そして、加太こうじ著作の『赤マント』。今まで輪郭のなかった恐怖、この紙芝居の登場人物、『赤マントの魔法使い』がそれら恐怖に輪郭を与えた。
これら以外にも様々な人の噂、恐怖が混ざり合い、怪人赤マントは人々の心の闇の中で育っていったのだろう。

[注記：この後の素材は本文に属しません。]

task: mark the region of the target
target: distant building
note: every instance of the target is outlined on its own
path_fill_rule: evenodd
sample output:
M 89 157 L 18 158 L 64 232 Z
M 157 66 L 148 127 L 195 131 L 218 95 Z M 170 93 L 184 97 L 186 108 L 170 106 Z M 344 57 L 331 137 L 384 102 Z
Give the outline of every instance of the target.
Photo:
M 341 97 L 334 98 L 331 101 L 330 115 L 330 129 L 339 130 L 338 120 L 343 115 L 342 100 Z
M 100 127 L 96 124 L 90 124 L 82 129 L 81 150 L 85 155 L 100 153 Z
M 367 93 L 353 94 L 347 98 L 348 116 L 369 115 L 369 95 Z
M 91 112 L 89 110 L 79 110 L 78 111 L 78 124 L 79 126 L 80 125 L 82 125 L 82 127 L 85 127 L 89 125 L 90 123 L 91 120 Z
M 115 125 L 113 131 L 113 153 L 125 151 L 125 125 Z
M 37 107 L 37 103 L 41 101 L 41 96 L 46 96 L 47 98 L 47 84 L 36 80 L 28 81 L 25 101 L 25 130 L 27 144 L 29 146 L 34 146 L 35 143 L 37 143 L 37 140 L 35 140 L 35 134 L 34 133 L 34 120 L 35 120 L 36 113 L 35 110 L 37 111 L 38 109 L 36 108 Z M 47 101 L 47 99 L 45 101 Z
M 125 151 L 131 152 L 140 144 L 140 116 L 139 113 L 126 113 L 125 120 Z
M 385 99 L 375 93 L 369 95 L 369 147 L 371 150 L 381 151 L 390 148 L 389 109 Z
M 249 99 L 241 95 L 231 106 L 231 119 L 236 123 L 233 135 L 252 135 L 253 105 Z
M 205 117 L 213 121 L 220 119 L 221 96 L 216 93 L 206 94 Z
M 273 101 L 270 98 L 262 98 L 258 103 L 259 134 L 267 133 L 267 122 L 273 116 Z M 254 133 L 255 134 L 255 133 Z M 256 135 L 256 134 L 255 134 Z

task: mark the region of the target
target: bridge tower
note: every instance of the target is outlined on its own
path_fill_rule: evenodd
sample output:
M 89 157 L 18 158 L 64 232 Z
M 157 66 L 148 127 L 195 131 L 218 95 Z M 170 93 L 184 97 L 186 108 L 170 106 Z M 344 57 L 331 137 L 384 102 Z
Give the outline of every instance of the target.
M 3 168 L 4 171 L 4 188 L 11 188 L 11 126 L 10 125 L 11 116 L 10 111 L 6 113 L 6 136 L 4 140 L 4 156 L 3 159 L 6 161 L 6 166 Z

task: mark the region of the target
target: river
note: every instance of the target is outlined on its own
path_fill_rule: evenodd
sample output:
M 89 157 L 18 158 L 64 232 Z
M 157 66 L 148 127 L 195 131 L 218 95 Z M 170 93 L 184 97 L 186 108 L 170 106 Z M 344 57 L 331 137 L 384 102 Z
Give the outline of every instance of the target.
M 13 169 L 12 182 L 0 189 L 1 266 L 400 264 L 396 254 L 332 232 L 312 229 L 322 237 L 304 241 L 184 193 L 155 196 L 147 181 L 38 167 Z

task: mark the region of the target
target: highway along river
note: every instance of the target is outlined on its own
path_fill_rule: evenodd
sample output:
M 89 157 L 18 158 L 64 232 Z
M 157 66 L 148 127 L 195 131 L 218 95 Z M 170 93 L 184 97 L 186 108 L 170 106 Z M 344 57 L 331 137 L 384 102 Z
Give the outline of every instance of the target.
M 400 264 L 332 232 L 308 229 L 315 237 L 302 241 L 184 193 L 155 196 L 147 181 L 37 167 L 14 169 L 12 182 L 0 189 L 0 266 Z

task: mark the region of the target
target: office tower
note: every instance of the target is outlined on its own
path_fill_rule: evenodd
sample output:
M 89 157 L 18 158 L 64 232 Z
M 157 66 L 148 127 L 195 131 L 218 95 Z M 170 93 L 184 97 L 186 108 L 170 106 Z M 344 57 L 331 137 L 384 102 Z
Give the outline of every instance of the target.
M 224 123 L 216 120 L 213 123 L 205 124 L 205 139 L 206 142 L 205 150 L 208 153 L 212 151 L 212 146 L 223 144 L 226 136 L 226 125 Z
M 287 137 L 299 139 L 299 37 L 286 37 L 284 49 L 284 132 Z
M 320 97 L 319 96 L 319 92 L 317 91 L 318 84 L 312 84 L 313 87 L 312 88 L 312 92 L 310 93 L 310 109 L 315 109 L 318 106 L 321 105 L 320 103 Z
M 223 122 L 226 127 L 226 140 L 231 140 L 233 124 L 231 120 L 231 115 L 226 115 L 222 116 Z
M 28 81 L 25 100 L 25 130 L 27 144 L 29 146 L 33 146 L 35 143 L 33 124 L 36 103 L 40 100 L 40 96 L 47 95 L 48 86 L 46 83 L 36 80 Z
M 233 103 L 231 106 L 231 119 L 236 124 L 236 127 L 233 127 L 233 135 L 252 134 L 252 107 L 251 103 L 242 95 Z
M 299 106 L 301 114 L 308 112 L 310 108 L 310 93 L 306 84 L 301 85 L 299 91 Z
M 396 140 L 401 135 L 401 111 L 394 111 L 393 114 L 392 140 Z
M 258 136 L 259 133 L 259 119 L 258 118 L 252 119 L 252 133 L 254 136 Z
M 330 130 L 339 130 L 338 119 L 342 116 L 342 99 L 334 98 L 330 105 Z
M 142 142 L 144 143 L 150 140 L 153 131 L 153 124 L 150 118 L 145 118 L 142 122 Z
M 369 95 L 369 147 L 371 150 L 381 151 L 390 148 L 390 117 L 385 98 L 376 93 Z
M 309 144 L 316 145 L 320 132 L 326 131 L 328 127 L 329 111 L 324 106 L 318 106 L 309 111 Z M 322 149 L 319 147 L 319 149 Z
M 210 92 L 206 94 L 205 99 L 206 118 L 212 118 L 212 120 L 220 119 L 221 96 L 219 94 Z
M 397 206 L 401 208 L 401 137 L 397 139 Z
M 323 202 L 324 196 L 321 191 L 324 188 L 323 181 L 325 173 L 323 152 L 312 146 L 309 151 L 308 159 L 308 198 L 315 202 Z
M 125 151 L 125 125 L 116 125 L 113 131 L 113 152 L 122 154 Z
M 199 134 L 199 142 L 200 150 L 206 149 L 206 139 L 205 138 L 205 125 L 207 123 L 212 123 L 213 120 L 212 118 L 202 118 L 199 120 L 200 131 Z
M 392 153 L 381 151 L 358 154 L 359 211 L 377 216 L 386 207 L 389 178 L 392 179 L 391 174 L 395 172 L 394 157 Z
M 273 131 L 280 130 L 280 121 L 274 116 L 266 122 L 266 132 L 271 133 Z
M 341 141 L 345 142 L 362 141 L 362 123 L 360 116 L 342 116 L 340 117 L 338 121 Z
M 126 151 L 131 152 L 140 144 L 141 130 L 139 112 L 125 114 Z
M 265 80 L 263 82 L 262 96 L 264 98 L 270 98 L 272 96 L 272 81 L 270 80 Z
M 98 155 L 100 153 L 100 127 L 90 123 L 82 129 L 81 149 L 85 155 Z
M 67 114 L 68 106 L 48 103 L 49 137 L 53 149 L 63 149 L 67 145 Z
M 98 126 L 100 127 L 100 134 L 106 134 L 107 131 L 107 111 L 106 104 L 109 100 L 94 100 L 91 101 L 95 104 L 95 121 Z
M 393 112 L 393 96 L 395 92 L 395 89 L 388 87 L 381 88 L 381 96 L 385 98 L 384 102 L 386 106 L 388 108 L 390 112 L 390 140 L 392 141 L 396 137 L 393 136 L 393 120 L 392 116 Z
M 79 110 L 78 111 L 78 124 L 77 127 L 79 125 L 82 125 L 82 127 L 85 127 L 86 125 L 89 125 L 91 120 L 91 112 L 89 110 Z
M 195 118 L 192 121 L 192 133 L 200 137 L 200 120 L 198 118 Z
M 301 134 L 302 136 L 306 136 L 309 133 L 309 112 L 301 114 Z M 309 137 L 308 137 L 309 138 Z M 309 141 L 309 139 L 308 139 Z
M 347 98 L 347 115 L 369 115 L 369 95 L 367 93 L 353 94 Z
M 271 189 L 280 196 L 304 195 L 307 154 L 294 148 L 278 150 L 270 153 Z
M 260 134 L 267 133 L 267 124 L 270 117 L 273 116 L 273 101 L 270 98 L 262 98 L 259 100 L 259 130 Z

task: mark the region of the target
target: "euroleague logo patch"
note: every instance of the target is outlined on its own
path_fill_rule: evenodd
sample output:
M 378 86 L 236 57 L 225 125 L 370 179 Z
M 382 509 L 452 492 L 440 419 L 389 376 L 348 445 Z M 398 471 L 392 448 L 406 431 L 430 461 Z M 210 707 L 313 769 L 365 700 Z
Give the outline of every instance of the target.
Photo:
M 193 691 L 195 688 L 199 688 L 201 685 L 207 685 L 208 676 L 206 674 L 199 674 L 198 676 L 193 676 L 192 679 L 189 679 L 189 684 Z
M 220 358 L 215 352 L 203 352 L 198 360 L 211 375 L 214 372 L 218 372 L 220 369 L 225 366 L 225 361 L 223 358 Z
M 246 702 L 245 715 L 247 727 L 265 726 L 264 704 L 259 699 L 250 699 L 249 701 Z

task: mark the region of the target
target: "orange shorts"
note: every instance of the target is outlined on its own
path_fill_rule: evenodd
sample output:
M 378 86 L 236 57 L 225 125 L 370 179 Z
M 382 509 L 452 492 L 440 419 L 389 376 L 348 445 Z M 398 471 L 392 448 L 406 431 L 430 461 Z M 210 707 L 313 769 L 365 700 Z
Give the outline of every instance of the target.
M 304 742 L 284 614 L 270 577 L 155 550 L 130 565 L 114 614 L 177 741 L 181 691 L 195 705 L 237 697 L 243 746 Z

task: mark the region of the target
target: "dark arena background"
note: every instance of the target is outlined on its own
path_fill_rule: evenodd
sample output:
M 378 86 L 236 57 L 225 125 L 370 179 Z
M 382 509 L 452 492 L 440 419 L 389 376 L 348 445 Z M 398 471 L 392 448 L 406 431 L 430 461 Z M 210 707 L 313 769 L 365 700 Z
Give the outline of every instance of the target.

ところで、加太こうじ著作の『赤マント』に登場する『赤マントの魔法使い』は、怪人ではなく魔法使いの紳士なのである。赤マントの魔法使いは靴磨きの少年を弟子にする、というファンタジー作品であり、その頃から囁かれだした怪人赤マントの噂によってこの紙芝居は警察に押収された、という経緯がある。この事件が昭和十五年、一九四〇年頃であり、丁度太平洋戦争開戦の前年である。
怪人赤マントは、戦前のきな臭い空気の中から生まれた人々の恐怖心の具現であったのでないかと、私は思う。
罪は人が贖うようになった。しかし、恐怖は依然彼らの領分だ。確かにお化けなんかより人の方が怖い。しかし、怪人も都市伝説も『人間』の中から生まれる。それらは、人の恐怖の具現なのである。故に、それは彼らの領分なのだ。
忘れるなかれ。恐怖はいつもすぐそばにある。社会に闇が、恐怖が満ちる時、第二、第三の赤マントは生まれるだろう。それは怪人ではないかもしれない。もっと別の、しかし恐怖を形作る都市伝説として、囁かれだすのだ。
きっと、人と人の話の中で、姿を変えて恐怖の具現として生き続けるのだろう。
赤マントは跳ぶ。夜の街を、人間の闇の中を。